A afirmação feita ao juiz da 7ª Vara da Fazenda Pública, contudo, é diferente da divulgada publicamente por secretários da gestão Doria e pela assessoria do prefeito à imprensa. “Antes da ação, os agentes da Prefeitura agiam sob a ameaça de violência do tráfico. Agora, é possível abordar os usuários com mais liberdade e melhores condições técnicas”, afirmou a gestão em nota enviada à imprensa na quinta-feira.
A prefeitura também afirma que “este é um instrumento a ser utilizado em última instância e com total respeito aos direitos humanos”.
Monitoramento feito pela Guarda Civil Metropolitana (GCM) já identificou 25 pontos de concentração de usuários de drogas egressos da Cracolândia. A maior delas fica a pouco metros do antigo fluxo de viciados, na Praça Princesa Isabel, onde haviam cerca de 600 dependentes na madrugada desta sexta-feira.
Plano inclui hospital fechado
Duas das três clínicas indicadas pela Prefeitura à Justiça como aptas a receber dependentes internados compulsoriamente nem sequer oferecem o serviço de internação de usuários de drogas. Uma delas está fechada há pelo menos três meses. A outra só disponibiliza consultas e serviço de hospital-dia. As clínicas foram citadas no pedido enviado pela Procuradoria-Geral do Município à Justiça.
No pedido, a administração alega ter 270 vagas disponíveis para internação compulsória distribuídas em três hospitais: João de Deus, em Pirituba (zona norte); Cantareira, no Tucuruvi, também na zona norte; e Irmãs Hospitaleiras, no bairro Riviera Paulista (zona sul). Todos são privados e seriam conveniados à Prefeitura.

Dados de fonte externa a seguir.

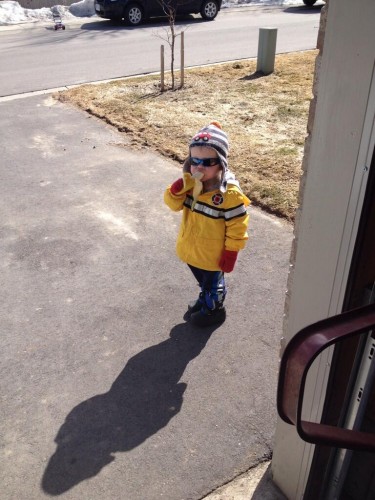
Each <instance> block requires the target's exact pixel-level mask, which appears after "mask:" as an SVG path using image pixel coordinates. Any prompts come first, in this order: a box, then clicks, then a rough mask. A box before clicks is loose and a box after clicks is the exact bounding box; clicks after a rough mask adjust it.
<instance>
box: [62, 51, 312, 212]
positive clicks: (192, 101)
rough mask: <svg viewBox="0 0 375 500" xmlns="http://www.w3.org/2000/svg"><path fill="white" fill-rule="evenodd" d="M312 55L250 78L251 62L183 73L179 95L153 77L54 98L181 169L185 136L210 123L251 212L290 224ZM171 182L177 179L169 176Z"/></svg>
mask: <svg viewBox="0 0 375 500" xmlns="http://www.w3.org/2000/svg"><path fill="white" fill-rule="evenodd" d="M316 54H317V52H316V51H306V52H298V53H293V54H283V55H279V56H277V58H276V64H275V68H276V69H275V72H274V73H273V74H271V75H269V76H263V77H260V78H257V77H256V76H257V75H255V74H254V73H255V69H256V61H254V60H242V61H238V62H234V63H233V62H232V63H226V64H220V65H215V66H207V67H203V68H199V69H190V70H188V71H186V73H185V86H184V88H183V89H179V90H175V91H168V92H164V93H160V87H159V77H158V76H147V77H143V78H132V79H126V80H118V81H114V82H111V83H106V84H99V85H83V86H80V87H77V88H74V89H70V90H68V91H64V92H62V93H60V94H59V99H60V100H62V101H70V102H73V103H75V104H76V105H78V106H79V107H81V108H82V109H84V110H86V111H87V112H89V113H92V114H93V115H95V116H98V117H100V118H102V119H104V120H106V121H107V122H108V123H110V124H112V125H113V126H115V127H116V128H117V129H118V130H119V131H120V132H122V133H124V134H126V136H127V138H128V139H129V140H130V144H131V146H133V147H137V148H144V147H147V148H152V149H154V150H157V151H159V152H160V153H161V154H163V155H166V156H168V157H171V158H173V159H175V160H177V161H178V162H180V163H181V162H183V160H184V159H185V157H186V156H187V152H188V150H187V146H188V143H189V140H190V138H191V137H192V135H193V134H194V133H195V132H196V131H197V130H198V129H200V128H201V127H202V126H203V125H206V124H207V123H209V122H210V121H212V120H218V121H220V122H221V123H222V125H223V128H224V130H225V131H226V132H227V133H228V135H229V139H230V157H229V165H230V168H231V170H232V171H233V172H234V173H235V174H236V176H237V178H238V179H239V180H240V182H241V186H242V188H243V190H244V192H245V193H246V194H247V195H248V196H249V197H250V199H251V200H252V201H253V203H254V204H256V205H259V206H261V207H262V208H264V209H266V210H268V211H270V212H272V213H275V214H277V215H279V216H282V217H285V218H287V219H289V220H293V218H294V214H295V210H296V207H297V195H298V186H299V178H300V173H301V159H302V153H303V145H304V140H305V136H306V124H307V114H308V108H309V102H310V99H311V97H312V79H313V71H314V62H315V57H316ZM176 175H178V172H177V170H176Z"/></svg>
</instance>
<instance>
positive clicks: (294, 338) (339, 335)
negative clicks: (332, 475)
mask: <svg viewBox="0 0 375 500" xmlns="http://www.w3.org/2000/svg"><path fill="white" fill-rule="evenodd" d="M374 327H375V304H371V305H368V306H365V307H361V308H359V309H354V310H352V311H349V312H346V313H342V314H339V315H337V316H333V317H331V318H328V319H325V320H322V321H319V322H318V323H315V324H313V325H310V326H308V327H306V328H304V329H303V330H301V331H300V332H298V333H297V334H296V335H295V336H294V337H293V338H292V339H291V340H290V342H289V343H288V345H287V346H286V348H285V351H284V353H283V355H282V358H281V362H280V372H279V382H278V389H277V411H278V413H279V415H280V417H281V419H282V420H283V421H284V422H286V423H288V424H291V425H295V426H296V428H297V432H298V434H299V435H300V437H301V438H302V439H303V440H304V441H307V442H309V443H314V444H321V445H327V446H333V447H336V448H347V449H351V450H361V451H375V434H370V433H367V432H361V431H356V430H352V429H344V428H341V427H335V426H332V425H326V424H322V423H315V422H308V421H305V420H302V406H303V395H304V389H305V383H306V377H307V373H308V371H309V368H310V367H311V365H312V363H313V361H314V360H315V359H316V358H317V357H318V355H319V354H320V353H321V352H322V351H323V350H324V349H326V348H327V347H329V346H331V345H334V344H336V343H338V342H340V341H342V340H344V339H347V338H350V337H354V336H356V335H361V334H365V333H368V332H369V331H370V330H371V329H373V328H374Z"/></svg>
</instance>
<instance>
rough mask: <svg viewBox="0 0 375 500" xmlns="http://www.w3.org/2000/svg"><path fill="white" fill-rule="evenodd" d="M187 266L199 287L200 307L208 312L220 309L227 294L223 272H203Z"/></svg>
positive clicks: (209, 271) (189, 265)
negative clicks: (220, 307)
mask: <svg viewBox="0 0 375 500" xmlns="http://www.w3.org/2000/svg"><path fill="white" fill-rule="evenodd" d="M188 266H189V267H190V270H191V272H192V273H193V274H194V277H195V279H196V280H197V281H198V284H199V286H200V289H201V293H200V294H199V300H200V301H201V302H202V306H205V307H206V308H207V309H208V310H210V311H213V310H214V309H216V308H218V307H221V306H222V305H223V302H224V299H225V295H226V293H227V291H226V287H225V279H224V273H223V271H205V270H204V269H199V268H198V267H194V266H190V265H189V264H188Z"/></svg>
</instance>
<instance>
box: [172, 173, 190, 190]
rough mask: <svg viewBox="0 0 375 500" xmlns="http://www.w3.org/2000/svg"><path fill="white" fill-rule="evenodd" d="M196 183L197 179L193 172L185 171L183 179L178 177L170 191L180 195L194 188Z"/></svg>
mask: <svg viewBox="0 0 375 500" xmlns="http://www.w3.org/2000/svg"><path fill="white" fill-rule="evenodd" d="M194 184H195V179H194V178H193V177H192V176H191V174H187V173H185V174H184V176H183V179H177V181H174V183H173V184H172V185H171V187H170V191H171V193H172V194H174V195H180V194H183V193H186V192H187V191H190V189H193V187H194Z"/></svg>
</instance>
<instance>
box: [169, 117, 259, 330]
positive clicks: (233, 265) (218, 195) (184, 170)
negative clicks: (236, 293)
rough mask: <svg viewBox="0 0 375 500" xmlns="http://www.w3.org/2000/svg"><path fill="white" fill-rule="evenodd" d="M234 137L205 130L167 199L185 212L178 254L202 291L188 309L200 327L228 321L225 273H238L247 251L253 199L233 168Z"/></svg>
mask: <svg viewBox="0 0 375 500" xmlns="http://www.w3.org/2000/svg"><path fill="white" fill-rule="evenodd" d="M228 150H229V144H228V138H227V135H226V134H225V132H224V131H223V130H222V127H221V125H220V124H219V123H218V122H212V123H210V125H208V126H206V127H204V128H202V129H201V130H199V132H197V134H195V135H194V137H193V138H192V140H191V142H190V147H189V157H188V158H187V160H186V161H185V163H184V167H183V177H182V178H180V179H178V180H176V181H175V182H174V183H173V184H172V185H171V186H169V187H168V188H167V189H166V191H165V194H164V201H165V203H166V204H167V205H168V206H169V208H171V209H172V210H174V211H179V210H182V222H181V226H180V231H179V234H178V238H177V248H176V250H177V255H178V257H179V258H180V259H181V260H182V261H183V262H186V264H188V266H189V268H190V269H191V271H192V273H193V275H194V276H195V279H196V280H197V282H198V284H199V287H200V293H199V297H198V299H197V300H196V301H194V302H192V303H190V304H189V306H188V317H189V319H190V320H191V322H192V323H193V324H195V325H197V326H202V327H203V326H210V325H214V324H217V323H222V322H224V321H225V318H226V311H225V307H224V300H225V295H226V287H225V278H224V273H230V272H231V271H233V268H234V265H235V263H236V259H237V255H238V252H239V250H241V249H242V248H244V246H245V244H246V240H247V239H248V235H247V225H248V221H249V216H248V214H247V210H246V207H247V206H248V205H249V204H250V200H249V199H248V198H247V197H246V196H245V195H244V194H243V193H242V191H241V189H240V186H239V184H238V182H237V181H236V179H235V177H234V175H233V174H232V173H231V172H230V171H229V170H228V161H227V157H228Z"/></svg>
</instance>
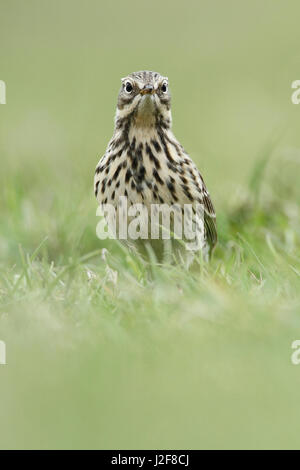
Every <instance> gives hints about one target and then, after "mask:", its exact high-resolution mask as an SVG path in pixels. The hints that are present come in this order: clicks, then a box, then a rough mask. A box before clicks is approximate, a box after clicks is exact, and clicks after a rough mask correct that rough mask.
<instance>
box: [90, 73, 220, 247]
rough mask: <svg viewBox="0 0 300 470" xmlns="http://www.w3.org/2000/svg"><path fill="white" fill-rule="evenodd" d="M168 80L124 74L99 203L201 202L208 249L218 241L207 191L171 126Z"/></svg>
mask: <svg viewBox="0 0 300 470" xmlns="http://www.w3.org/2000/svg"><path fill="white" fill-rule="evenodd" d="M171 126H172V117H171V97H170V93H169V87H168V79H167V78H166V77H163V76H161V75H160V74H159V73H156V72H150V71H142V72H135V73H132V74H130V75H128V76H127V77H125V78H123V79H122V86H121V89H120V92H119V96H118V103H117V112H116V118H115V129H114V134H113V137H112V139H111V140H110V142H109V144H108V147H107V150H106V152H105V154H104V155H103V157H102V158H101V159H100V161H99V163H98V165H97V168H96V173H95V180H94V182H95V185H94V188H95V195H96V197H97V200H98V202H99V204H108V203H110V204H113V205H114V206H115V207H117V206H118V203H119V198H120V196H125V197H127V199H128V205H130V204H135V203H142V204H144V205H145V206H146V207H150V205H151V204H168V205H171V204H179V205H180V206H183V205H184V204H190V205H192V206H194V205H195V204H198V205H199V204H200V205H201V207H203V219H204V220H203V222H204V235H203V237H204V239H203V244H204V247H205V250H206V252H207V251H209V249H210V248H211V247H213V246H214V245H215V243H216V240H217V231H216V216H215V211H214V207H213V204H212V201H211V198H210V195H209V193H208V191H207V189H206V186H205V183H204V181H203V178H202V176H201V174H200V172H199V170H198V169H197V167H196V165H195V163H194V162H193V161H192V160H191V158H190V157H189V155H188V154H187V153H186V151H185V150H184V148H183V147H182V145H181V144H180V143H179V142H178V141H177V139H176V138H175V136H174V134H173V132H172V130H171Z"/></svg>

Somente o João de Deus, no entanto, está oferecendo atualmente internação de dependentes químicos. A unidade da zona sul do Irmãs Hospitaleiras, citada pela Prefeitura como conveniada, está fechada há pelo menos três meses, segundo um comunicado publicado no próprio site da instituição. Na fachada da unidade, duas placas foram afixadas indicando que o imóvel está disponível para locação.
Já o Hospital Cantareira está aberto, mas não conta com o serviço de internação. Na unidade, são oferecidas apenas consultas especializadas, atendimento ambulatorial e serviço de hospital-dia. As informações foram dadas por uma funcionária do local e estão detalhadas no site da instituição.

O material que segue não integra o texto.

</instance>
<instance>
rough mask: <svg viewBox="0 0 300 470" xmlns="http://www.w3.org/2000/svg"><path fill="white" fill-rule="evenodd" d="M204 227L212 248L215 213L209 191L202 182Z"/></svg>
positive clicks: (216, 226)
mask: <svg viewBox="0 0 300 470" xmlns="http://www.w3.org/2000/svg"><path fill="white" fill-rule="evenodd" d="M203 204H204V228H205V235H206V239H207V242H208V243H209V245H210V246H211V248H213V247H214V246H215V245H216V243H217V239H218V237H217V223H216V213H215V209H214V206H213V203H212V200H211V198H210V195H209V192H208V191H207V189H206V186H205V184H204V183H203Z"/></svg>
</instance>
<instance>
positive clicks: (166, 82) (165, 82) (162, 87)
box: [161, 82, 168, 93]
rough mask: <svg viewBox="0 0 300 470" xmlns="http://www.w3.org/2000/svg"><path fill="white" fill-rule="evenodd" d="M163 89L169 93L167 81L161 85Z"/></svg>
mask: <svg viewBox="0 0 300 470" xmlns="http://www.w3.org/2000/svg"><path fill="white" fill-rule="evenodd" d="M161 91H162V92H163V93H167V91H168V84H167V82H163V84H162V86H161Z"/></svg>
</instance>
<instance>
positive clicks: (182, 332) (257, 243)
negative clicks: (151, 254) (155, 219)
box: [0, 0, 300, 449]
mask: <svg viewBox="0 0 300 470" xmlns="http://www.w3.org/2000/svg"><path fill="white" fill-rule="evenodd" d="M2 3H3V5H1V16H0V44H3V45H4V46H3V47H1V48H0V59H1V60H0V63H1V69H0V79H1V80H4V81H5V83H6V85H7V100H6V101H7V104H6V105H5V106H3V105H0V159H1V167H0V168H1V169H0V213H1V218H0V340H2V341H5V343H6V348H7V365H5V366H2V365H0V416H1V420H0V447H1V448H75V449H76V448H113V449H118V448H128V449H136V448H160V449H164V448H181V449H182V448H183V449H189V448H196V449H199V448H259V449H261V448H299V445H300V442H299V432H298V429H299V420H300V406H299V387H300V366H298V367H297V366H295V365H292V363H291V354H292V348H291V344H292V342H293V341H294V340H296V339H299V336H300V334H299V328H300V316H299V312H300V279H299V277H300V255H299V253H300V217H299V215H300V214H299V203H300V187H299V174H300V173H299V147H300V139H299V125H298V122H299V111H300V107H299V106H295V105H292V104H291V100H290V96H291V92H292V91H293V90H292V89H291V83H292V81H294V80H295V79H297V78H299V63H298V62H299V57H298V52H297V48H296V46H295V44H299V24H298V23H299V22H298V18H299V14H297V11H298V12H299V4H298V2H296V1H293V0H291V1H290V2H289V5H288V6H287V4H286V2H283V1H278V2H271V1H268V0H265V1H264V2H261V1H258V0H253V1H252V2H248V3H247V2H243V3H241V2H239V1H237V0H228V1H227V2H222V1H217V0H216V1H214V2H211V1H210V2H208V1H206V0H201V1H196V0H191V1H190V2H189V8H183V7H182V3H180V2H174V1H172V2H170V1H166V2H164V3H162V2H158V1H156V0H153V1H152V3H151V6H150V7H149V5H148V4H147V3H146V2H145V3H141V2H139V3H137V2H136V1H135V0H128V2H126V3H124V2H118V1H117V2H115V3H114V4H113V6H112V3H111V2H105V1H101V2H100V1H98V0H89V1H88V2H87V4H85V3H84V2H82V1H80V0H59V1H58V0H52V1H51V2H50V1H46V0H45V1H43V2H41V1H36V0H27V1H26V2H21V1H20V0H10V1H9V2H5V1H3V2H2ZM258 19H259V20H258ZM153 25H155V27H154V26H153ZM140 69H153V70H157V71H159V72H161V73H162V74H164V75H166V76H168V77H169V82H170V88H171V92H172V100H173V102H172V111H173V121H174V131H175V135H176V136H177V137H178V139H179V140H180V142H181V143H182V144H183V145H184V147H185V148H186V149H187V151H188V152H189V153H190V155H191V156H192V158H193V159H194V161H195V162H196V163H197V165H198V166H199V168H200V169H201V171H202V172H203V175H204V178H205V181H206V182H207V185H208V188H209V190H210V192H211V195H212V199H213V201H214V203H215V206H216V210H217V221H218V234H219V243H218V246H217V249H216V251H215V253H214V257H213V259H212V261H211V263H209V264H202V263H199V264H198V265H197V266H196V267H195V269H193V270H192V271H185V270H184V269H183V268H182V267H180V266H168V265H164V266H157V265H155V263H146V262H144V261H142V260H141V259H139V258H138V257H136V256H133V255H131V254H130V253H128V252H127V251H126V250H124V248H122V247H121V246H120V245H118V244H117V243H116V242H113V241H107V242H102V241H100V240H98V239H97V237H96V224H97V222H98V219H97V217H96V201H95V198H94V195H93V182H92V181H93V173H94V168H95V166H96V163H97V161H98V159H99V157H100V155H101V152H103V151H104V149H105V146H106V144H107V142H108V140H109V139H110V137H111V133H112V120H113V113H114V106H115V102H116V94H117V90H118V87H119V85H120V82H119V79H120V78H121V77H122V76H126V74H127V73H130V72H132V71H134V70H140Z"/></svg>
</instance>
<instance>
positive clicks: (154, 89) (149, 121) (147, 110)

Procurada, a Secretaria Municipal da Saúde afirmou que as três unidades citadas no pedido da Procuradoria assinaram neste mês um termo aditivo para prestação de serviços médicos com a oferta de 270 leitos de internação.
A pasta destacou que o compromisso das clínicas em ofertar vagas foi firmado em contrato, mas não disse se vistoriou os locais antes da assinatura da parceria nem explicou por que incluiu em um documento à Justiça uma unidade fechada entre os hospitais aptos a oferecer vagas. Disse apenas que pacientes encaminhados pela Prefeitura já ocupam 26 vagas no Hospital João de Deus – o único com internação disponível segundo apuração da reportagem. A secretaria não detalhou a situação dos outros dois centros.